Are we losing our voice as teachers? It's no big deal, we lost ours long ago. (Kidding!) But losing your teacher's voice, well, that’s a true occupational hazard. Teaching without a voice is like driving with your eyes closed.

Here are some tips that will aid you in preserving your teaching voice: 

Stay healthy
The quickest route to a fragile, husky voice is through a cold, so those "sickness-avoiding" techniques we use during cold and flu season are critical for voice preservation all year-round.

Try to keep your hands away from your eyes, nose and mouth, and keep them as clean as possible. Get optimum sleep and follow a healthy diet, easier said than done, we know.

Avoid speaking loudly
Yelling is the easiest way to wreck one’s voice, so utilise whatever strategies you can to keep loud speech to a minimum. If your classroom is exceptionally rowdy, get a bell or other signals, tools, to calm your class without attempting to holler over them.

When speaking at assemblies or multi-classroom gatherings, take the administrative steps to achieve a microphone. It only takes one afternoon of calling across a crowded cafeteria for a sore, strained voice days after.

Slow down your speech
One of the most common ways we strain our voices is by talking too quickly. Although teachers usually have a lot to tell their students, speaking really fast keeps the vocal cords tense and tight, and that is when damage can occur. Making an effort to always speak at a normal pace will keep your voices strong.

Be aware of your breathing
Throughout the school day, check-in with yourself to make sure your breath is regular and steady. At the end of the day, when laying down, our abdomen expand as we draw breath in and deflate as we exhale. We should aim for that breathing style throughout our hectic days.

Find your natural pitch
The more we speak at the pitch level that our voice is accustomed to, the less likely we are to strain it. Our best speaking pitch is not the highest or lowest pitch in our natural range, it is in the middle.

Teachers often may speak lower than their natural pitch for a more authoritative sound, or higher than their natural pitch to convey friendliness. Both adjustments can result in the overuse of the voice.

Instead, aim for the sound range that comes to your voice naturally, such as the tone of your voice when you spontaneously say “uh-huh.” The top note of your “huh” typically reflects your natural and optimum speaking pitch. If the voice you use to speak in the classroom differs from your natural pitch, you could be straining your voice.

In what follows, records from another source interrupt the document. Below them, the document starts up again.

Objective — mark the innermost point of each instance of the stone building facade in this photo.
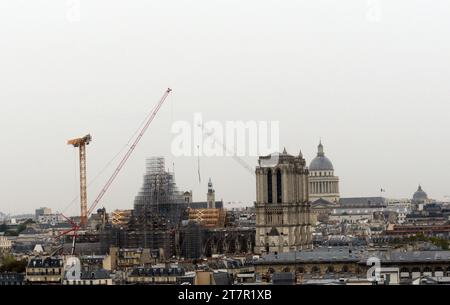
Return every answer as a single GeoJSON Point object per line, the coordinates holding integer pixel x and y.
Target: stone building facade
{"type": "Point", "coordinates": [282, 205]}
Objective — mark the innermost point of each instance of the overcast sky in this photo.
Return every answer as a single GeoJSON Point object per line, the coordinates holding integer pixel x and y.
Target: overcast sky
{"type": "Point", "coordinates": [371, 78]}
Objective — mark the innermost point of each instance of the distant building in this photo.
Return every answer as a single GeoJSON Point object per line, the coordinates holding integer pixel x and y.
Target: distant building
{"type": "Point", "coordinates": [42, 211]}
{"type": "Point", "coordinates": [121, 217]}
{"type": "Point", "coordinates": [323, 184]}
{"type": "Point", "coordinates": [209, 218]}
{"type": "Point", "coordinates": [44, 270]}
{"type": "Point", "coordinates": [8, 279]}
{"type": "Point", "coordinates": [420, 198]}
{"type": "Point", "coordinates": [51, 219]}
{"type": "Point", "coordinates": [95, 277]}
{"type": "Point", "coordinates": [155, 275]}
{"type": "Point", "coordinates": [282, 207]}
{"type": "Point", "coordinates": [211, 196]}
{"type": "Point", "coordinates": [5, 244]}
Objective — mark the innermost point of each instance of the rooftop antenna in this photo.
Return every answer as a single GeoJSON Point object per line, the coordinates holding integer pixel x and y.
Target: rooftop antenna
{"type": "Point", "coordinates": [198, 164]}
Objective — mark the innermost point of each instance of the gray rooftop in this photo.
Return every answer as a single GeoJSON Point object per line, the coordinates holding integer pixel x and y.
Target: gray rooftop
{"type": "Point", "coordinates": [338, 254]}
{"type": "Point", "coordinates": [362, 202]}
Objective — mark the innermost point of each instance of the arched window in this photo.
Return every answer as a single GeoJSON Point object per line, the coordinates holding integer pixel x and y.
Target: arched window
{"type": "Point", "coordinates": [279, 199]}
{"type": "Point", "coordinates": [269, 186]}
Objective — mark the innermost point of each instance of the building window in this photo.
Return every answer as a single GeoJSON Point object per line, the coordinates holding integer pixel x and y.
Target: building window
{"type": "Point", "coordinates": [279, 190]}
{"type": "Point", "coordinates": [269, 186]}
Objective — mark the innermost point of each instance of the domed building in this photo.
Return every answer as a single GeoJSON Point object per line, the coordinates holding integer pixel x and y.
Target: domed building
{"type": "Point", "coordinates": [323, 184]}
{"type": "Point", "coordinates": [420, 196]}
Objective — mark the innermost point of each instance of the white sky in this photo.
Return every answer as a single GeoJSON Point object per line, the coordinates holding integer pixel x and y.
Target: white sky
{"type": "Point", "coordinates": [375, 90]}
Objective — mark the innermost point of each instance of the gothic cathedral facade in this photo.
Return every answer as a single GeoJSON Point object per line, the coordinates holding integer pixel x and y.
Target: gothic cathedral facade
{"type": "Point", "coordinates": [282, 204]}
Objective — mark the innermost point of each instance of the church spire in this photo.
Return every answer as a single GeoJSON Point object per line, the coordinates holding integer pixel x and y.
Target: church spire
{"type": "Point", "coordinates": [320, 152]}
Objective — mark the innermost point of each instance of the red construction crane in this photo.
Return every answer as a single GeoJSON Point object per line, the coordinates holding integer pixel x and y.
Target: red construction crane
{"type": "Point", "coordinates": [85, 216]}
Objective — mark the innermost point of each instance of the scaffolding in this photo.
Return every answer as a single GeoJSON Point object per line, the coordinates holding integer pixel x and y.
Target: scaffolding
{"type": "Point", "coordinates": [159, 192]}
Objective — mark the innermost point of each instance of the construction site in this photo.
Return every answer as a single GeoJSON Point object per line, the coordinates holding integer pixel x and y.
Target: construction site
{"type": "Point", "coordinates": [163, 220]}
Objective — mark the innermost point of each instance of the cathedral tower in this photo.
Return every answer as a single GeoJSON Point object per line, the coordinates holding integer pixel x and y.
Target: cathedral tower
{"type": "Point", "coordinates": [211, 196]}
{"type": "Point", "coordinates": [282, 205]}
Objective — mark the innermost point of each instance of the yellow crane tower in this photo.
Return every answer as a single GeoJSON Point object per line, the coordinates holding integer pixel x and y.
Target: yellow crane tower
{"type": "Point", "coordinates": [81, 144]}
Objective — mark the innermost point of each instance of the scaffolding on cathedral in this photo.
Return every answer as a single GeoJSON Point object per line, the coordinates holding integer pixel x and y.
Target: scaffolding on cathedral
{"type": "Point", "coordinates": [159, 192]}
{"type": "Point", "coordinates": [158, 209]}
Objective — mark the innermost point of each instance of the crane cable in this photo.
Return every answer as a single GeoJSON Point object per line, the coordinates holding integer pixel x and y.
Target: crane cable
{"type": "Point", "coordinates": [127, 144]}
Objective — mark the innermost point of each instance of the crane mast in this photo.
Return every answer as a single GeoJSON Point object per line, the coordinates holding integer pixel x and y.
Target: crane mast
{"type": "Point", "coordinates": [81, 144]}
{"type": "Point", "coordinates": [129, 152]}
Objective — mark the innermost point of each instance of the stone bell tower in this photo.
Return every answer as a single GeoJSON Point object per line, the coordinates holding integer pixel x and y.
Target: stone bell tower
{"type": "Point", "coordinates": [282, 204]}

Do vocal chord straw exercises.
If a husky, strained or lost voice is a regular occurrence, add vocal exercises using a simple drinking straw to your day. These simple exercises take just a few minutes per day but can make a big difference in voice preservation. Find some voice exercises on YouTube as great places to start.

Stay hydrated
Keeping your voice, as well as your body, hydrated through drinking lots of water is key. Coffee does not count, and caffeinated beverages can have the opposite effect and dry out our voice. Water lubricates the vocal cords, preventing wear and tear.

Be aware of vocal fry
Young women (and those who may want to connect with young people) are most likely to use the voice pattern of vocal fry. Think of a Kardashian sister saying “Sooo cute.”

This low, creaky voice vibration is caused by a fluttering of the vocal cords that abuses them, truly frying our voices.  This speaking style is highly damaging to vocal cords, and can cause vocal nodules to change over time.